At one time, I had an advisor in college who had this poster on her door. I was reminded of it today because I was thinking that it might provide a synthesis position on the question we've been debating.
It's a good argument -- one that demonstrates the injustice of women being categorically denied the vote in clear and undeniable terms. It's interesting to note what it is not, though: it is not an argument for universal suffrage. It's an argument for suffrage based on those public or civic virtues we've been discussing.
A woman can be all the things that 'a man can be, without losing the vote.' The question is, which of these should cause someone to lose the vote? The implication is that at least some of them should.
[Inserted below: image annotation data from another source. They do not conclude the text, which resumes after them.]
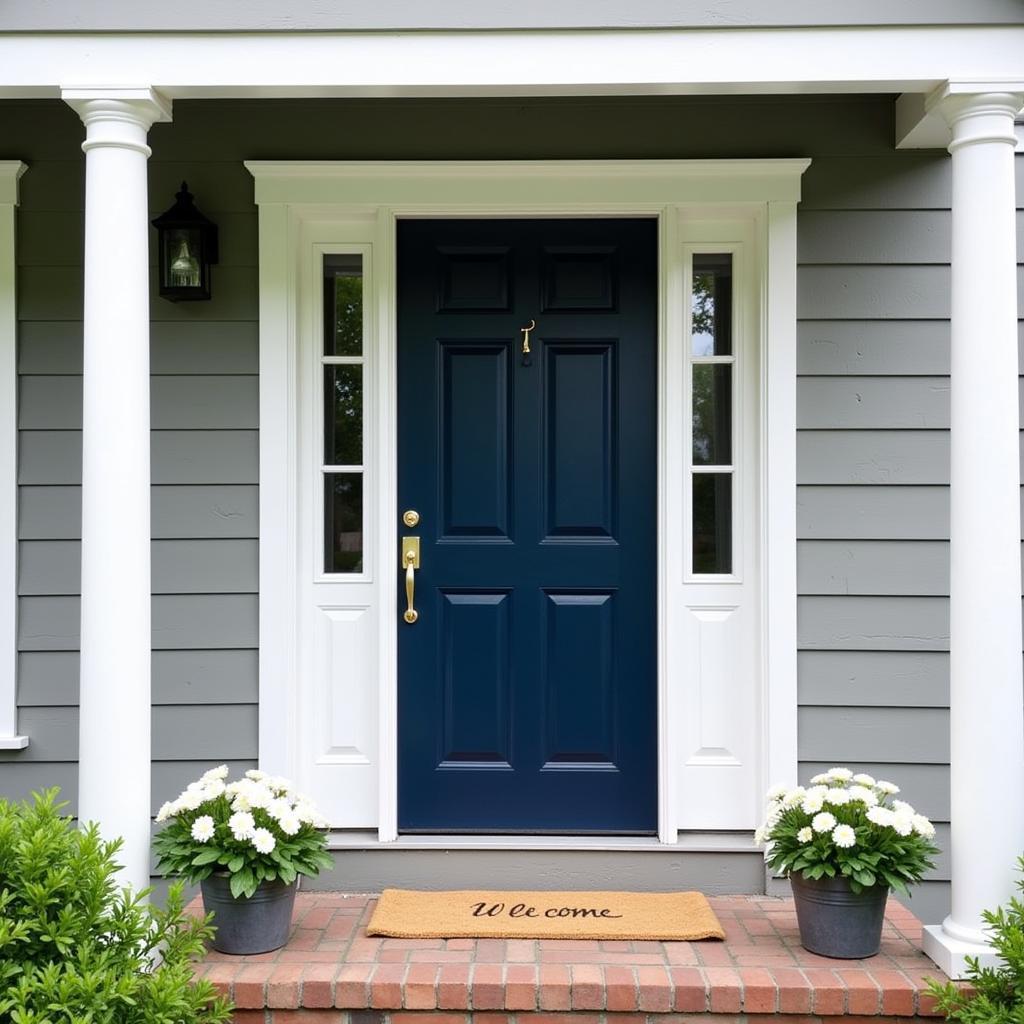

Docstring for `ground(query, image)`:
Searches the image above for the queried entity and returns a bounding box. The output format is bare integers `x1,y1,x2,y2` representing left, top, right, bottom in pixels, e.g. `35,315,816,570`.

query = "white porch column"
62,89,170,889
925,83,1024,977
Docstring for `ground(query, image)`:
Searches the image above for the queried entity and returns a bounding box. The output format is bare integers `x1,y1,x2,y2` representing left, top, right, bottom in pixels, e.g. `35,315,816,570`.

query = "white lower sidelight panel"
247,161,807,844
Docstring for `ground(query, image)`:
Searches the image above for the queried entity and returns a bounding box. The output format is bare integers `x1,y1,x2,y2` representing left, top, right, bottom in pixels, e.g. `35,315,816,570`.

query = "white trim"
246,160,809,844
0,25,1024,99
761,200,797,791
0,160,29,751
(I have occasionally been given to the drinking of beer, so perhaps I've already achieved Elise's condition of suggesting "principles for limiting the franchise that would eliminate him or herself from the pool of acceptable voters." On the other hand, I have always dissented from the Women's Temperance Movement on their interpretation of temperance as abstinence. Still, it's certainly highly likely that they would have excluded me!)
The wider point is that the defense of womens' suffrage does not depend, as it did not originally stand, on a notion of the importance of universal suffrage. They fought, and won, on the grounds of virtue: of the virtues of women, and the consequent immorality of denying them the vote. I think that was the right ground, and I suspect it remains the right ground.